Another such conceit of our egotism is that which deplores our politics and lauds our business. This is the wail of the typical American citizen. Now, the typical American citizen is the business man. The typical business man is a bad citizen; he is busy. If he is a “big business man” and very busy, he does not neglect, he is busy with politics, oh, very busy and very businesslike. I found him buying boodlers in St. Louis, defending grafters in Minneapolis, originating corruption in Pittsburg, sharing with bosses in Philadelphia, deploring reform in Chicago, and beating good government with corruption funds in New York. He is a self-righteous fraud, this big business man. He is the chief source of corruption, and it were a boon if he would neglect politics, But he is not the business man that neglects politics; that worth is the good citizen, the typical business man. He too is busy; he is the one that has no use and therefore no time for politics.
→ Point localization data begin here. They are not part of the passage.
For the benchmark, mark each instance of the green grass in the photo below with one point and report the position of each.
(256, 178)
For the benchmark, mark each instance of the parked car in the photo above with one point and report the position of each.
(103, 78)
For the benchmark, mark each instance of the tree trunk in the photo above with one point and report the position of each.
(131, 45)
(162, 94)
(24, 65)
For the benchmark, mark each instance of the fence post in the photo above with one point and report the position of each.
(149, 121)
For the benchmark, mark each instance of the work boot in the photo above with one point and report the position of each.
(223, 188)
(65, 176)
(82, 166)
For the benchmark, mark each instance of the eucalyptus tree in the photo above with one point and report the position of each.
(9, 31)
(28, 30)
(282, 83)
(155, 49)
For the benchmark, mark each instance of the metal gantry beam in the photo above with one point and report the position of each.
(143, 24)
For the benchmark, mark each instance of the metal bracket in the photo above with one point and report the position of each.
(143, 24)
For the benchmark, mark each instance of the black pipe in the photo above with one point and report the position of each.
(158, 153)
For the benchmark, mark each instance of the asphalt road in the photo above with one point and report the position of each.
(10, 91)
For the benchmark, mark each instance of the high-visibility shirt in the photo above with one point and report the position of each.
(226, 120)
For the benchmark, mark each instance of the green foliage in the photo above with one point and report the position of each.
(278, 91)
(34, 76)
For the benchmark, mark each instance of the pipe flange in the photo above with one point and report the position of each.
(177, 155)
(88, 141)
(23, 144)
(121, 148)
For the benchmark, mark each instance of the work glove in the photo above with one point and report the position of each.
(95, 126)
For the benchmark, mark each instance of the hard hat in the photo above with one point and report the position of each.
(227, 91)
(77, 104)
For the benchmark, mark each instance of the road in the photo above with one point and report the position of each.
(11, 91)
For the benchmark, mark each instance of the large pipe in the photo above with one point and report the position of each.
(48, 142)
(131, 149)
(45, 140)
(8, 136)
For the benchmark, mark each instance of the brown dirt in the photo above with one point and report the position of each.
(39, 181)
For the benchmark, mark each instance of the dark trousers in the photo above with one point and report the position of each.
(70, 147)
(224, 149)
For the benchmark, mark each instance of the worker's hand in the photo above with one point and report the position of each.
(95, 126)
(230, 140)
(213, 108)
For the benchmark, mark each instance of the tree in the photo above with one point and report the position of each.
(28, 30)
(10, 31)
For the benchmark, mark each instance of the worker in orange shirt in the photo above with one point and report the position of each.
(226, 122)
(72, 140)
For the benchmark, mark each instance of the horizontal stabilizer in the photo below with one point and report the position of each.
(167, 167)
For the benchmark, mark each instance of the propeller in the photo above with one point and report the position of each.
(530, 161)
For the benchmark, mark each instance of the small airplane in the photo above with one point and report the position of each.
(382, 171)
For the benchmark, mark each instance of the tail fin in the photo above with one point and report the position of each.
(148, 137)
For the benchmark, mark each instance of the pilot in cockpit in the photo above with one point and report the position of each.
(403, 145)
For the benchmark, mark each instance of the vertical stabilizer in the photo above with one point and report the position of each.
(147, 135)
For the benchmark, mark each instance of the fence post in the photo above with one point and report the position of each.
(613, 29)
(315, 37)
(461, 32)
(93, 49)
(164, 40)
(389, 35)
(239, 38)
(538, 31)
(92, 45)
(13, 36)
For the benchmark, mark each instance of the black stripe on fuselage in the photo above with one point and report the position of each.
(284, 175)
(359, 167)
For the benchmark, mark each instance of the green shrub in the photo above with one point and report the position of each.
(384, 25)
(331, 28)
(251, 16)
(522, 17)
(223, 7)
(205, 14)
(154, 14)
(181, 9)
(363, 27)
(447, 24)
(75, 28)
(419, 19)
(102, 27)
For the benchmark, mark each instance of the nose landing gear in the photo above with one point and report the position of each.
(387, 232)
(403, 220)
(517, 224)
When his neglect has permitted bad government to go so far that he can be stirred to action, he is unhappy, and he looks around for a cure that shall be quick, so that he may hurry back to the shop. Naturally, too, when he talks politics, he talks shop. His patent remedy is quack; it is business.
“Give us a business man,” he says (“like me,” he means). “Let him introduce business methods into politics and government; then I shall be left alone to attend to my business.”
There is hardly and office from United States Senator down to Alderman in any part of the country to which the business man has not been elected; yet politics remains corrupt, government pretty bad, and the selfish citizen has to hold himself in readiness like the old volunteer firemen to rush forth at any hour, in any weather, to prevent the fire; and he goes out sometimes and he puts out the fire (after the damage is done) and he goes back to the shop sighing for the business man in politics. The business man has failed in politics as he has in citizenship. Why?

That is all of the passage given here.